Roma, 1 ott. (AdnKronos Salute) – Presidi di pubblica sicurezza negli ospedali, e personale dedicato all’accoglienza dei cittadini. A chiederlo è il presidente della Federazione nazionale degli Ordini dei Medici, Filippo Anelli, all’indomani del grave episodio di violenza ai danni di alcuni medici e infermieri dell’Ospedale Loreto Mare di Napoli. Un paziente in attesa ha aggredito un medico e alcuni infermieri, inveendo poi contro il primario che era intervenuto per difenderli e minacciandolo di aspettarlo fuori dall’ospedale per accoltellarlo.

“Siamo vicini al primario dell’ospedale Loreto Mare, aggredito e minacciato da un paziente, e agli altri professionisti strattonati e schiaffeggiati, alla collega insultata poche ore prima all’Ospedale del Mare oltre che a tutto l’Ordine dei medici di Napoli. Ma la solidarietà non basta più”, dice Anelli, chiedendo la procedibilità d’ufficio per questi reati. “Occorre una forte presa d’atto e assunzione di responsabilità da parte della politica, che deve tutelare in ogni maniera la sicurezza e la vita di tutti coloro che garantiscono il diritto alla salute dei cittadini”. Si tratta, secondo quanto denuncia l’associazione ‘Nessuno tocchi Ippocrate’, dell’ottantaquattresima aggressione contro un operatore sanitario avvenuta nella provincia dall’inizio dell’anno. Poche ore prima, una donna medico di un altro ospedale napoletano era stata aggredita da una paziente.

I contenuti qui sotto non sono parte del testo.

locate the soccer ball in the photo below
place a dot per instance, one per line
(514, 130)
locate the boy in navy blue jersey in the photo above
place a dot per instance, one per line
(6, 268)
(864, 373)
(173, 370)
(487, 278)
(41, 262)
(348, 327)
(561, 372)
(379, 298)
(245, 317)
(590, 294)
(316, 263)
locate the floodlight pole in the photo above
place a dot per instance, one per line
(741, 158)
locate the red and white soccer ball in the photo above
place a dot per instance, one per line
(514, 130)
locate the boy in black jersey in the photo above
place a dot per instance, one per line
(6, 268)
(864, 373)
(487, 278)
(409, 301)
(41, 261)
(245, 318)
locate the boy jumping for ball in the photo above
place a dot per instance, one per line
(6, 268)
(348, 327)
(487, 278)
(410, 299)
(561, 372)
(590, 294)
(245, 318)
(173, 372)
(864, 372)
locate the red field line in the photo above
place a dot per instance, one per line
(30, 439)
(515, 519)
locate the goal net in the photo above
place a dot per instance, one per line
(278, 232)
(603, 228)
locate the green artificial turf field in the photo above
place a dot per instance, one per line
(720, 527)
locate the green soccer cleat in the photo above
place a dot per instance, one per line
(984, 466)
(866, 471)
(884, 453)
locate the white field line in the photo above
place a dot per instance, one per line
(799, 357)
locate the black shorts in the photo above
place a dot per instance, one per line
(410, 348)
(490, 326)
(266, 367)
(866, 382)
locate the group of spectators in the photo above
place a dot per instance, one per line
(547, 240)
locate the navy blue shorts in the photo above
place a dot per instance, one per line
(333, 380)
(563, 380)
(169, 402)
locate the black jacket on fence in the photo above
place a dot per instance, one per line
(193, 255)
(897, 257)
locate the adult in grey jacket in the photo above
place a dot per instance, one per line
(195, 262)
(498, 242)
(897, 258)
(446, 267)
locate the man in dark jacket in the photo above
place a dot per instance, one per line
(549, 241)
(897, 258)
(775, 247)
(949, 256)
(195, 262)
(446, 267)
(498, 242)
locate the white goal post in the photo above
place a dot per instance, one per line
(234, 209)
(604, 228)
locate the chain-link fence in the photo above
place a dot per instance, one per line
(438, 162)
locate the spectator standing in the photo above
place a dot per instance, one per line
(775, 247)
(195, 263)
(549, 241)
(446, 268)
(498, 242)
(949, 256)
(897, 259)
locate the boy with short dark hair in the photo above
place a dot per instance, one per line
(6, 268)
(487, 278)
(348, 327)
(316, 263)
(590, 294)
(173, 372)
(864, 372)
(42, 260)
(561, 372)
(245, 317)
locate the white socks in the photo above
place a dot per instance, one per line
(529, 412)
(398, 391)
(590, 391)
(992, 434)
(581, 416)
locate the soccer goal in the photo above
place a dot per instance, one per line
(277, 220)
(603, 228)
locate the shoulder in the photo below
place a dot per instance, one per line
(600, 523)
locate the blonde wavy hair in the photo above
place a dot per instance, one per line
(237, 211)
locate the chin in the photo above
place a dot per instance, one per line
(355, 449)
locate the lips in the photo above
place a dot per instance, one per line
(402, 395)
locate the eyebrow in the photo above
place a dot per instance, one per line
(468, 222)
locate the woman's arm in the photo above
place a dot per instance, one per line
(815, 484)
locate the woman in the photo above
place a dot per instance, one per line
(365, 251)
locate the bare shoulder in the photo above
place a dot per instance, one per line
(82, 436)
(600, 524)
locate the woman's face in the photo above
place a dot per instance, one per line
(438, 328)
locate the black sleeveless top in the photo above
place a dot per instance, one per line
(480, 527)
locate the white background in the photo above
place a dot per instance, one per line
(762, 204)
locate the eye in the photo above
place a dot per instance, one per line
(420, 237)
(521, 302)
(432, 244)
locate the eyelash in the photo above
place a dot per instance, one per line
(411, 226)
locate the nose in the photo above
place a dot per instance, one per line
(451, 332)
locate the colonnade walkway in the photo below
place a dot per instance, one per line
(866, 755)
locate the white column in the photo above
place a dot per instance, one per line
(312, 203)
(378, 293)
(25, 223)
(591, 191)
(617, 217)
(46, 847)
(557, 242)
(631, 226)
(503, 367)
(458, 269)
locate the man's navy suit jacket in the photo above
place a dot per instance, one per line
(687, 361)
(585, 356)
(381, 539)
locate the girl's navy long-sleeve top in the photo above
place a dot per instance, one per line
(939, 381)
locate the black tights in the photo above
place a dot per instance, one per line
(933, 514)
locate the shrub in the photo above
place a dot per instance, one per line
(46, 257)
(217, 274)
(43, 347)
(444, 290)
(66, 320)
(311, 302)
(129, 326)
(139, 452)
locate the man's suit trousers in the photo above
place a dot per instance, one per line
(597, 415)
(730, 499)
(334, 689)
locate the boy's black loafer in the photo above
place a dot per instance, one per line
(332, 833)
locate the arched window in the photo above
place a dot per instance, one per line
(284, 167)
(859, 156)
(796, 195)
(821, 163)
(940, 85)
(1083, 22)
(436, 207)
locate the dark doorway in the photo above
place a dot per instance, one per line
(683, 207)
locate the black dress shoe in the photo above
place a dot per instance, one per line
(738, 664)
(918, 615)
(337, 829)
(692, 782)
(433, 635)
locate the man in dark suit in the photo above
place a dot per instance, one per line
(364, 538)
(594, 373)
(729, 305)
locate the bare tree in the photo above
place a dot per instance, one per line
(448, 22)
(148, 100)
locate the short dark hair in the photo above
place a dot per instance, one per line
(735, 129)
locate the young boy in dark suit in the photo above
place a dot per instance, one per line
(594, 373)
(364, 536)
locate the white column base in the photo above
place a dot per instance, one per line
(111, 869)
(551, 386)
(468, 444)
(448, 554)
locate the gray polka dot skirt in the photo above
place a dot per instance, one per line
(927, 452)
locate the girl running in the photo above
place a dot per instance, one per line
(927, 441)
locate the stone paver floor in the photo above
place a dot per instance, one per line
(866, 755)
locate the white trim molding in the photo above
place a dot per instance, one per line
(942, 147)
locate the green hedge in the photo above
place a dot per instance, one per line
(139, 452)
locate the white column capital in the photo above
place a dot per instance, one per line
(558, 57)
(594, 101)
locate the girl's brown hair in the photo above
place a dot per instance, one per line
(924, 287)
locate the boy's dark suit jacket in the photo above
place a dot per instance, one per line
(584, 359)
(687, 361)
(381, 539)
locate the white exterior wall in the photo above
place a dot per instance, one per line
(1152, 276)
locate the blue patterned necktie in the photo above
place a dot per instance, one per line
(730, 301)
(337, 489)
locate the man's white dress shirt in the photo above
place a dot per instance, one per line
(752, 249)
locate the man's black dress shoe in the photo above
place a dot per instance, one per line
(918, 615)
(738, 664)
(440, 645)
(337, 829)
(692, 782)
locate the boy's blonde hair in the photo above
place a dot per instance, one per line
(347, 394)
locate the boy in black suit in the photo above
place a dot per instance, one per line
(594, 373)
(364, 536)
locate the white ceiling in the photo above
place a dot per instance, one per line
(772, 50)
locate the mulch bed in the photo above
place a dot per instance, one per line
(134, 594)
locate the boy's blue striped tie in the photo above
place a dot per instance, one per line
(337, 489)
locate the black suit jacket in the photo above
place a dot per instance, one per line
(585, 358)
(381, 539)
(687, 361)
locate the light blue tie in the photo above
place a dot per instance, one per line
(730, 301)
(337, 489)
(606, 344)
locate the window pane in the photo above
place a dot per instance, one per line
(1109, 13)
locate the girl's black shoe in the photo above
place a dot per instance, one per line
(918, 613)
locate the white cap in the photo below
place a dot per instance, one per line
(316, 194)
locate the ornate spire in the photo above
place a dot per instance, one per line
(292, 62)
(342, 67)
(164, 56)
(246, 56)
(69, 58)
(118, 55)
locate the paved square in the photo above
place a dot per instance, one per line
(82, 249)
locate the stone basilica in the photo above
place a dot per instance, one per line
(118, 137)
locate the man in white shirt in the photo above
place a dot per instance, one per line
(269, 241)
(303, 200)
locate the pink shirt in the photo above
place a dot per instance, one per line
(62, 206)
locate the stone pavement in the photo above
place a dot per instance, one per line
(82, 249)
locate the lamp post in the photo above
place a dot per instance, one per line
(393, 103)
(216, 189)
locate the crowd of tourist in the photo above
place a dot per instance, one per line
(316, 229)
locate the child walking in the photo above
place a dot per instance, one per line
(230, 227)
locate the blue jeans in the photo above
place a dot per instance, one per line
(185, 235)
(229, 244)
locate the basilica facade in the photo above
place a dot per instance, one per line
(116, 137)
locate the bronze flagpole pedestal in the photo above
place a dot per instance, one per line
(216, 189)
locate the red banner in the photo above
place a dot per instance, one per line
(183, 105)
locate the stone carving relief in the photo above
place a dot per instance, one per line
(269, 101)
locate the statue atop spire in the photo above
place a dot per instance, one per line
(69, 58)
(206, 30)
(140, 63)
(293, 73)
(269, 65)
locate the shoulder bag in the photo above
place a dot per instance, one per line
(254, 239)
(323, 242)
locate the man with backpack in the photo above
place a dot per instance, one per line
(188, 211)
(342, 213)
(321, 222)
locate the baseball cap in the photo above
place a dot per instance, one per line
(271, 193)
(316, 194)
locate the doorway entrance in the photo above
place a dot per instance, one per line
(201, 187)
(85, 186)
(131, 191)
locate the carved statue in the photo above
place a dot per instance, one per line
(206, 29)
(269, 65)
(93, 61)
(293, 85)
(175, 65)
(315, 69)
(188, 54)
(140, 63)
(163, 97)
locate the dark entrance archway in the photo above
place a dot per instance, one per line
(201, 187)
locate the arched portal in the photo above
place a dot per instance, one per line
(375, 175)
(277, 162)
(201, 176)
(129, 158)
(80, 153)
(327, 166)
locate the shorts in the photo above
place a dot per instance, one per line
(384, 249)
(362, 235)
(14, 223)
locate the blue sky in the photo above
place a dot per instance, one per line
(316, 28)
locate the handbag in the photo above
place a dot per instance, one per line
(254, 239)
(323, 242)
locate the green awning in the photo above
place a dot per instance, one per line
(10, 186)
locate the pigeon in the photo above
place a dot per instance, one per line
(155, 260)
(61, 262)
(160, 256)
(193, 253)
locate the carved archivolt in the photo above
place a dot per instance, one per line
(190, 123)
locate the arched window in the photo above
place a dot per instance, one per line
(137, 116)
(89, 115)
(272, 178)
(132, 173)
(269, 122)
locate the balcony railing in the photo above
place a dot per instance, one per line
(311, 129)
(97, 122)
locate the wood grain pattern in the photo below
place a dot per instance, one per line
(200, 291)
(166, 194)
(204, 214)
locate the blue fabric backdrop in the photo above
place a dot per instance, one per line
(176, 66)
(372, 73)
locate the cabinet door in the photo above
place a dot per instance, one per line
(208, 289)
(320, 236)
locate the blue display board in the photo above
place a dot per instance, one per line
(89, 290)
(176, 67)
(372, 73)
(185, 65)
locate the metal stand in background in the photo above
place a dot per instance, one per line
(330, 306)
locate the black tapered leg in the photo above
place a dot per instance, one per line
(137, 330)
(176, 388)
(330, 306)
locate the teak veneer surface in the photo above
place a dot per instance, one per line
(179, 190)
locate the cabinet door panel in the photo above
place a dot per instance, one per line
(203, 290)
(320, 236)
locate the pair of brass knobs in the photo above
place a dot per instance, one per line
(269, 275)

“Finalmente, dopo un anno d’attesa, il Senato ha approvato il Disegno di legge 867, che contiene ‘Disposizioni in materia di sicurezza per gli esercenti le professioni sanitarie nell’esercizio delle loro funzioni’ – continua Anelli – Ora ci aspettiamo che il provvedimento sia rapidamente approvato anche alla Camera: sarebbe un primo segnale forte della volontà politica di arginare l’escalation di violenza contro medici e infermieri”. (segue)

“Alla politica e al Governo chiediamo che tutte le strutture siano messe in sicurezza, che nei pronto soccorso, soprattutto quelli più affollati, sia presente un nucleo di polizia, un presidio di pubblica sicurezza – aggiunge ancora – Ma soprattutto chiediamo che vi siano delle figure appositamente formate per l’accoglienza dei cittadini, per spiegare loro quello che sta avvenendo al di là, nelle sale di pronto soccorso, nelle sale dei codici rossi, in modo tale che i parenti in attesa abbiano coscienza di quello che i medici stanno facendo”.

“Questo grave episodio, nel quale il paziente ha minacciato il medico di tornare per dargli 28 coltellate, ci insegna infine che è assolutamente necessario introdurre la procedibilità d’ufficio per questi reati – aggiunge ancora – Troppo spesso infatti i colleghi non denunciano proprio per paura di ritorsioni peggiori dell’aggressione stessa”.

“Rinnoviamo dunque la richiesta di un incontro, su questo tema, al ministro Speranza – sottolinea Anelli – Abbiamo ancora negli occhi la scalinata dell’ospedale Vecchio Pellegrini ferita dai fori di proiettile; abbiamo nelle orecchie le grida di aiuto dei colleghi che chiedono solo di uscire, la sera, per recarsi a svolgere il loro dovere senza la paura di non rivedere più i propri cari. L’ospedale, la sede di guardia medica, l’ambulatorio non è, non può essere un fronte di guerra. Il nemico – conclude – è la malattia, non il medico”.